Le elezioni legislative austriache si terranno il prossimo 15 ottobre. Il governo uscente del cancelliere Kern, una riproposizione della grande coalizione tra socialdemocratici (SPÖ) e popolari (ÖVP), poco sorprendentemente ha scontato un certo immobilismo, e ha entusiasmato talmente poco i cittadini austriaci che nessuno dei due principali partiti di governo ha superato il primo turno delle scorse elezioni presidenziali – vinte poi dall'indipendente ecologista Van der Bellen. SPÖ e ÖVP d'altro canto si dibattono da anni in una profonda crisi, causata dall'incapacità di superare forme organizzative “pesanti” ormai goffe e poco versatili e concezioni di società altrettanto polverose e datate, incapacità che si è tradotta da un lato nello scarso appeal di socialdemocratici e popolari sull'elettorato del XXI secolo e dall'altro nella vulnerabilità dei due partiti di governo alle bordate populiste della destra targata FPÖ, che da anni approfitta di tutti i difetti dei suoi concorrenti mainstream per rafforzarsi.

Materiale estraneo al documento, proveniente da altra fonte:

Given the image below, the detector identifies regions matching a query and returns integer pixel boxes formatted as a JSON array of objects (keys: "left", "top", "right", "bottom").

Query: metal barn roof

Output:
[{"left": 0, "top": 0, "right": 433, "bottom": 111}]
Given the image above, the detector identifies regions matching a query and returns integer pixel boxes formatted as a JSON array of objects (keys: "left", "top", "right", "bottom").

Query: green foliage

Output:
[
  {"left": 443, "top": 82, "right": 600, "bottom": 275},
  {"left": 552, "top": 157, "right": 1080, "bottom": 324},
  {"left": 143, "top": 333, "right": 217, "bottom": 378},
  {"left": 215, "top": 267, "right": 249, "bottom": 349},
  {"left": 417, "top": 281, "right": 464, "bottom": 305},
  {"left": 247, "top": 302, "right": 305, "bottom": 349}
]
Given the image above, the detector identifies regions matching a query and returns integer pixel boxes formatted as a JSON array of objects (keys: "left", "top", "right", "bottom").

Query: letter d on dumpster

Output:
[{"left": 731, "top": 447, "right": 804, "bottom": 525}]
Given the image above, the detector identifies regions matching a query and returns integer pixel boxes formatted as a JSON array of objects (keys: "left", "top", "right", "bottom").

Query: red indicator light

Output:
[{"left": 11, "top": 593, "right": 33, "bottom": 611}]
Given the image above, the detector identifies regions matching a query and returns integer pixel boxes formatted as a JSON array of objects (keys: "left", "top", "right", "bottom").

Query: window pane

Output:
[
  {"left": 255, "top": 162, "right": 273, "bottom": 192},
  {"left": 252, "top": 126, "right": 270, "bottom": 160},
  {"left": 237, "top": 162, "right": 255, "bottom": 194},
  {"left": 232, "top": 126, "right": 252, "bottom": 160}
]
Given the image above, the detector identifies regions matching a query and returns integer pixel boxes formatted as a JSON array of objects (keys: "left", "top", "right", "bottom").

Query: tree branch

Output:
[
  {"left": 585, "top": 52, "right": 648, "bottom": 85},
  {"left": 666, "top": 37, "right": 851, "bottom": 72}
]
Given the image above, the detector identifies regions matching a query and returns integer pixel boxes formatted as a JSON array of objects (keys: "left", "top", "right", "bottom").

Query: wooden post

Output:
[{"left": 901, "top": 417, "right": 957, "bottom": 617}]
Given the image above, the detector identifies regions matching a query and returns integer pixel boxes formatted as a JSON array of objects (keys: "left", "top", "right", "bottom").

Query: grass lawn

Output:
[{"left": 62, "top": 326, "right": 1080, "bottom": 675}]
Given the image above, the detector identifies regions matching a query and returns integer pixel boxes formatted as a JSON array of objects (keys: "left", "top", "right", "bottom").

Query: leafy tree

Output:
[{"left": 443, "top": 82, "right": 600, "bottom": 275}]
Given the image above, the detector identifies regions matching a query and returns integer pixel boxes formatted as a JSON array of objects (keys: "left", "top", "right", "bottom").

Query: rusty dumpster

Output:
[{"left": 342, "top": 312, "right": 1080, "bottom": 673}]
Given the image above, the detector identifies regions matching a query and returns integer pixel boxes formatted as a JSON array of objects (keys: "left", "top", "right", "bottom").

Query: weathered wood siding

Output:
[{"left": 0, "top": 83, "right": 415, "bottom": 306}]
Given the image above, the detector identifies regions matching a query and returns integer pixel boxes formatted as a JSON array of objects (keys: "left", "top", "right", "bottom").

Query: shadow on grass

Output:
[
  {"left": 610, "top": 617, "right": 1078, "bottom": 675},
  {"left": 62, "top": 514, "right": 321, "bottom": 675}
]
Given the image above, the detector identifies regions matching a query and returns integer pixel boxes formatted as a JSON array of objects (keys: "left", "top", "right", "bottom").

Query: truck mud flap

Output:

Su questo sfondo si staglia la scalata al potere del giovane Sebastian Kurz, il trentenne Ministro degli Esteri uscente in quota ÖVP che recentemente ha fatto parlare di sé anche in Italia proprio per via delle sue posizioni a favore della chiusura del Brennero. Kurz viene dall'organizzazione giovanile del partito popolare, cui appartiene dall'epoca dei fallimentari governi di coalizione di destra ÖVP- FPÖ e ÖVP- BZÖ (2000-2007); convinto conservatore, da membro del governo Kurz ha lavorato per chiudere la cosiddetta rotta Balcanica e al tempo stesso per contrastare ogni apertura della UE nei confronti della Turchia. Eletto leader dei popolari con più del 98% dei consensi ed il sostegno della parte più conservatrice del partito, sulla base della promessa di presentare alle elezioni non la classica lista ÖVP ma un “nuovo partito popolare” con una rilevante quota di candidature indipendenti, Kurz ha guidato una fulminea rimonta dei popolari nei sondaggi, che dal terzo posto, con il 26% delle intenzioni di voto, si trovano ad oggi a guidare la corsa con un 35-32% che consentirebbe loro di avere la parte del leone nella formazione del nuovo governo. Allo stesso tempo l'FPÖ sembra aver subito un'emorragia di consensi, crollando dal primo posto e dal 32% di aprile al 24% di luglio, mentre i socialdemocratici rimangono al palo (25-26% a luglio). La scalata di Kurz non è rimasta senza echi, anche all'estero, e ormai molti articoli paragonano la sua ascesa alla scalata di Macron. Un paragone azzardato, se si considera il profilo dell'austrico, più in linea con la destra conservatrice che con il riformismo centrista; più che Macron Kurz può più propriamente ricordare Donald Trump. Ben più materiali i risvolti austrici della scalata popolare. A fronte dei deludenti risultati dei sondaggi i socialdemocratici hanno addirittura stracciato la loro politica di boicottaggio “senza se e senza ma” nei confronti dell'FPÖ, adombrando una possibile futura coalizione “rosso-blu” condizionata dall'accettazione – assai improbabile – di specifiche condizioni “morali” (rispetto per i diritti umani, consenso dell'FPÖ ad un minimo salariale di 1500 euro, ecc.) da parte del partito di destra, in alcuni casi contastanti con il suo stesso programma.
In realtà l'inedita alleanza FPÖ-SPÖ governa dal 2015 nello stato di confine del Burgenland, ma all'epoca l'apertura dei socialdemocratici locali era stata ritenuta una flagrante violazione di una politica sacrosanta, con espulsioni e scomuniche dei “ribelli” da parte del partito federale. Nella relativa tranquillità con cui è stata invece accolta la svolta di Kern si riflette l'improbabilità dell'opzione “rosso-blu”, che però in ogni caso non può non costituire un inquietante monito rivolto a tutte le forze di sinistra del continente e a tutta l'Europa in generale.
Come d'altronde ogni fatto rilevante della politica austriaca, da un paio di secoli a questa parte.